Eric DeMarco: If we lean forward again, but based on how things are tracking with three customers, three, okay, that are customers. I think we’re going to sell what we’re building and then we’re not going to need to lean forward anymore and it’s going to go to a more traditional programmatic relationship. We would have done what we needed to do to get installed and get the initial orders and go into production. So I don’t think we’re going to lean forward. It’s unlikely we will lean forward again and build additional capital Valkyries. We’re not going to need to do that.

Pete Skibitski : Okay. Okay. Very helpful. Thanks, guys.

Operator: Our next question comes from Ellen Page with Jeffries.

Sheila Kahyaoglu : Hey, Eric, Deanna. It’s actually Sheila Kahyaoglu. How are you? I didn’t want to pull a Noah, Eric. I didn’t want you to be upset with me. So I’m on. You called out Banzos as a particularly promising program along with several others within KUS. What are sort of the next steps as we think about the contract progression there and, you know, that it’s being built for?

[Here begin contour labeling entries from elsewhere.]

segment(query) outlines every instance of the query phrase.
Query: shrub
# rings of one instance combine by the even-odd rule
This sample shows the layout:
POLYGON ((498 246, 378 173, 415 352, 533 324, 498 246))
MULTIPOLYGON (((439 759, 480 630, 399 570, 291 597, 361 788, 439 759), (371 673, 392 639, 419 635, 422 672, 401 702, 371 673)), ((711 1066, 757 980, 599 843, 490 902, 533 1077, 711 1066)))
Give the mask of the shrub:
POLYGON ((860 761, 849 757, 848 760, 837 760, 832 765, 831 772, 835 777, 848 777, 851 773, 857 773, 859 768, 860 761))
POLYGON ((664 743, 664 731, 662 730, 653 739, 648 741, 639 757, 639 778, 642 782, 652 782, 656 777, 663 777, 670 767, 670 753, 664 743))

Eric DeMarco: Yes. We got a number of flights between now and the end of this year all the way into Q4. We’ve been very successful so far. We have to continue to be successful on what we’re doing here with this and it’s confidence class. I can’t talk about it. Assuming we’re successful, we are hopeful that in ’25 we will get a follow. — ’26. Excuse me. In ’26, we will get a follow-on contract and they’ll actually start ordering some units to expand the concept of operations they’re trying to develop for this platform.

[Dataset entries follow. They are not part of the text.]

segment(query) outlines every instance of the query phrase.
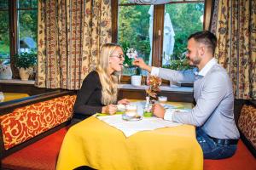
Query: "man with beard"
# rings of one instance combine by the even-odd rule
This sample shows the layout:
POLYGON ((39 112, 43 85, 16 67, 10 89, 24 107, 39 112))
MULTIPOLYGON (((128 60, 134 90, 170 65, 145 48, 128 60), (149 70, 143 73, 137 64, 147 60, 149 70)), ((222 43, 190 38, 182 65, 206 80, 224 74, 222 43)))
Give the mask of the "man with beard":
POLYGON ((222 159, 236 150, 239 132, 234 120, 232 83, 226 71, 213 58, 217 38, 210 31, 199 31, 188 38, 186 57, 197 68, 189 71, 151 67, 142 59, 133 64, 154 76, 177 82, 194 82, 195 106, 190 111, 153 106, 154 116, 196 127, 196 139, 204 158, 222 159))

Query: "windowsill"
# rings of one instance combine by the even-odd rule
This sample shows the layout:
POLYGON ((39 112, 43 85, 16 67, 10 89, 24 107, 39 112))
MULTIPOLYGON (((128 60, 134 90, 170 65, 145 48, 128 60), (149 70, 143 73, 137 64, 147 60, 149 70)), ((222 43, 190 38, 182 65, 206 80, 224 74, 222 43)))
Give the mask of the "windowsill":
MULTIPOLYGON (((145 89, 148 88, 148 86, 146 86, 146 85, 132 86, 131 84, 120 84, 119 88, 120 89, 145 90, 145 89)), ((160 88, 161 91, 193 93, 193 88, 191 88, 191 87, 172 88, 170 86, 160 86, 160 88)))
POLYGON ((11 80, 0 80, 0 83, 10 83, 10 84, 34 84, 34 80, 20 80, 20 79, 11 79, 11 80))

Sheila Kahyaoglu: Okay. And then maybe as a follow-up, I know DOGE was asked about earlier. How have you thought about bracketing that into your guidance?

Eric DeMarco: Oh, yes. In my opening remarks, Sheila, I talked about DOGE. DOGE is a huge win for us and we’re seeing it. So we don’t have consultants. We don’t have service contracts. We don’t have labor-based contracts. We build bill spec hardware. And the DOGE cuts, that money is going into rebuilding the manufacturing of the Defense Industrial Base, which is Kratos, which we’re seeing, and it’s going into buying hardware that’s ready to go right now. We’ve already received some contracts in the past month directly related to what’s going on here in the reallocation of resources. DOGE is a huge win for us. The FoRGED Act, Senator Wicker, what he’s trying to do is outstanding for us. And as I mentioned, one of the undersecretaries that’s being confirmed, you can take a look at his comments yesterday, it’s phenomenal for us relative to drones, hypersonics, affordability, low-cost hardware.

So hardware is the place to be right now, and having past performance quals, up and running manufacturing facilities where we’re building relevant mil-spec stuff, that is in demand across the board, and that’s why — what was our book-to-bill ratio?

Deanna Lund: 1.5 to 1.

Eric DeMarco: We just did 1.5 to 1, and it looks like 2025 is going to be another gangbuster booking year because people are coming and buying our stuff. So DOGE is good for Kratos.

Sheila Kahyaoglu: Understood. That’s great. Thank you.

Operator: That concludes today’s question and answer session. I’d like to turn the call back to Eric DeMarco for closing remarks.

Eric DeMarco: Great. Excellent. I know it went long today, but obviously we announced Prometheus, and I had told you we were working on it, that we were in the red zone, et cetera, et cetera. Well, we got it. So I apologize it took so long, but we wanted to give you all the information on it because it’s a big win for the United States. It’s a big win for Kratos and Rafael and our industrial base, et cetera. So thank you, and we look forward to talking to you when we report Q1, which I think will be the first or second week of May. So thank you.

Operator: This concludes today’s conference call. Thank you for participating. You may now disconnect.